Die Erfahrung zeigt, dass die meisten, die die Kirche verlassen, eine Entfremdungsgeschichte hinter sich haben. Dann gibt es bestimmte Anlässe, um auszutreten. Neu ist, dass plötzlich auch ältere Menschen in grösseren Zahlen die Kirche verlassen. Laut Statistik gehen auch Menschen jenseits des 50. oder 60. Lebensjahres. Das ist besorgniserregend. Vertrauen zurückgewinnen geht meines Erachtens nur über persönliche Glaubwürdigkeit.

Wann ist man glaubwürdig?

Darüber lässt sich viel diskutieren. Hier im Bistum Passau – wir haben übrigens die geringsten Austrittszahlen – leben wir noch in einem recht volkskirchlichen Milieu. Die Diözese Passau hat mit über 80 Prozent den grössten Katholikenanteil von allen Diözesen in Deutschland. Das hat seine grossen Vorteile. Aber es hat auch den Nachteil, dass Gläubigkeit manchmal auf ein bestimmtes, durchschnittliches Niveau eingeebnet wird. Irgendwie sind wir alle noch gläubig, heisst es dann. Hier gehen doch noch so viele Leute in die Kirche. Wenn dann aber mal einer was besonderes macht, und sagt, wir tun uns jetzt zusammen und versuchen mal, wirklich das Evangelium zu verstehen und danach zu leben, dann ist er schnell verdächtig, weil er ausbricht aus dem, was alle so machen.

Volkskirchlichkeit als Gefahr? Da wird man sich in der Diaspora die Augen reiben.

Ich habe gesagt, dass das Chancen bietet, aber auch eine Gefahr sein kann. Und zwar dann, wenn Gläubigkeit auf einen bestimmten Level der Durchschnittlichkeit eingeebnet wird. Das kostet uns Glaubwürdigkeit. Zumal dann, wenn innere und äussere Kirchenbindung immer weiter auseinandergehen.

Wie meinen Sie das?

In den 1960er Jahren ist etwa die Hälfte der Menschen regelmässig in den Gottesdienst gegangen. In dieser Zeit hatte die Kirche hunderttausend fest angestellte Laien-Mitarbeiter. Heute gehen nach den neuesten Zahlen weniger als elf Prozent regelmässig zum Gottesdienst und dieselbe Kirche hat 700 000 fest angestellte Laien-Mitarbeiter. Die sind aber alles Kinder ihrer Zeit und unserer Gesellschaft, in der der Glaube nach und nach erodiert ist. Das wieder zusammenzubringen, ist die grosse Herausforderung. Die Glaubwürdigkeitsfrage holt uns doch an allen Ecken und Enden ein. Die Schule, die Frage nach dem Religionsunterricht, die Caritas, unsere Bildungseinrichtungen: Überall stellt sich die Frage, lebt und glaubt ihr auch, was ihr sagt, oder ist die Kirche mehr ein Arbeitgeber oder ein Sozialkonzern, wo man halt seinen Job macht.

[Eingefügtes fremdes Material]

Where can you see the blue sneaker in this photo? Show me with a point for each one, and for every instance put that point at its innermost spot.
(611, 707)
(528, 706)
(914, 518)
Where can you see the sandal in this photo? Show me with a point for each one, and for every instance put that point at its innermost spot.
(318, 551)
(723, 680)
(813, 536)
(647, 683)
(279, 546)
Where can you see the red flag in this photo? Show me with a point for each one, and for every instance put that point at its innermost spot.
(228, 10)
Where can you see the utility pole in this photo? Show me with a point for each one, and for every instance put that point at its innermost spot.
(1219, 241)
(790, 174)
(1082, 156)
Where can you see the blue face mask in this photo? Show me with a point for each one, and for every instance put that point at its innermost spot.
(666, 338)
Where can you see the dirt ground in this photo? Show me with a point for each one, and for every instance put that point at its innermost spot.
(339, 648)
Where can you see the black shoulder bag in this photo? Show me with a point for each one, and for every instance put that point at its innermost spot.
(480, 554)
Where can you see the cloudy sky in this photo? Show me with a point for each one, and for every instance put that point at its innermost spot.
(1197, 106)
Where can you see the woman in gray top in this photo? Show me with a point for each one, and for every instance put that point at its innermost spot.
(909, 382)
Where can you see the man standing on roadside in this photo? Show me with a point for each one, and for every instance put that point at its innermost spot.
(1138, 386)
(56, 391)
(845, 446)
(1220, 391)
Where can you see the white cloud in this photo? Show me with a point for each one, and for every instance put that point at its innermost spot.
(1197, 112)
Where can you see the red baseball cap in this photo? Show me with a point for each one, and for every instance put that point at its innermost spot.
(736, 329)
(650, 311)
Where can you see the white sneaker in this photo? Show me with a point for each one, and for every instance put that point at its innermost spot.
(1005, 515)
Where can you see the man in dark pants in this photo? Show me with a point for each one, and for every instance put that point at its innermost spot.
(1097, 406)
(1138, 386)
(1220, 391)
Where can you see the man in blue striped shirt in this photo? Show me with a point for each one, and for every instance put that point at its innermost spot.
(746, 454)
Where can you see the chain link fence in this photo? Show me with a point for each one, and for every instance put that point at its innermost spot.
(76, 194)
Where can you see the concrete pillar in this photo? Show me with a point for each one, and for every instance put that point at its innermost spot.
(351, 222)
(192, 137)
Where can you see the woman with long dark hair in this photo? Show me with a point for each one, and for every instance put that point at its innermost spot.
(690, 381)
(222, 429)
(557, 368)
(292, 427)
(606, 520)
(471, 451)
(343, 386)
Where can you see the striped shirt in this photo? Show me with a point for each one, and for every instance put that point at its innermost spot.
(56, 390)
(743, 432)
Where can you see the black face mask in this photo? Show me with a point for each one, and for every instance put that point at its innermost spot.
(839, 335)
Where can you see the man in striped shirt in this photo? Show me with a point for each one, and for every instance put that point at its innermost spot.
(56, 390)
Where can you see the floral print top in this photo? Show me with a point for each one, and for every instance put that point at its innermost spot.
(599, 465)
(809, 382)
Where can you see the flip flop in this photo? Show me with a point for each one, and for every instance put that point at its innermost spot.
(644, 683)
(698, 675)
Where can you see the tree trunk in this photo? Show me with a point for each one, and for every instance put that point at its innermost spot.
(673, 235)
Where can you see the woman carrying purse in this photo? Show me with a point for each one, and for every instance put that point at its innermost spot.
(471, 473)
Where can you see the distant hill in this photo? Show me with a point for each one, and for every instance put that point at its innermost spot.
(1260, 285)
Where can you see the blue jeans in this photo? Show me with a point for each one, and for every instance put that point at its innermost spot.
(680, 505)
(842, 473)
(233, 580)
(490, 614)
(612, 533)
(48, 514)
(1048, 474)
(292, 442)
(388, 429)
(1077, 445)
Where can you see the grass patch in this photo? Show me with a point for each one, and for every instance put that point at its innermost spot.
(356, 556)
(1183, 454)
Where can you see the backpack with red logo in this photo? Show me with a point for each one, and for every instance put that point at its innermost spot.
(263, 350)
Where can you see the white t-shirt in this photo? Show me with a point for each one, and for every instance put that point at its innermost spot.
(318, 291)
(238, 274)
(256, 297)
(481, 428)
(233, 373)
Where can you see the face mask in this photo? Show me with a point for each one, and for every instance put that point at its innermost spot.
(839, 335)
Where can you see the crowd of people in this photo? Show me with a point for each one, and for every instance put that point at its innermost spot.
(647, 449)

Wie kommt die Kirche raus aus diesem Glaubwürdigkeitsdilemma?

Der Weg in die Zukunft wird sicher kein leichter sein. Wir können nicht sagen, überall, wo wir es nicht schaffen, dass “100-Prozent-Katholiken” arbeiten, machen wir den Laden zu. Das ist völlig unrealistisch. Und vielfach machen natürlich auch Leute, die nicht katholisch oder gläubig sind, tolle Arbeit im Dienst am Menschen. Trotzdem glaube ich, es wird dahin gehen, dass wir einräumen, wir können einerseits nicht mehr alles machen. Aber das, was wir tun, sollen wir vernünftig machen. Und zwar auf der Basis gelebten Glaubens. Das ist ein langer und steiniger Weg. Und es ist nicht zuletzt auch eine Frage der Ausbildung, etwa der Priesterausbildung oder der Religionslehrerausbildung, um nur zwei Beispiele zu nennen. Denn: Glaubwürdig wirken am Ende immer nur Personen.

Wenn der Glaube derart erodiert ist: Müsste dann die Kirche neben all den Offensiven, die gestartet wurden – Transparenzoffensive in Sachen Finanzen, Aufarbeitung des Missbrauchsskandals – nicht noch viel mehr Energie in die Verkündigung stecken, in das, was man Neuevangelisierung nennt?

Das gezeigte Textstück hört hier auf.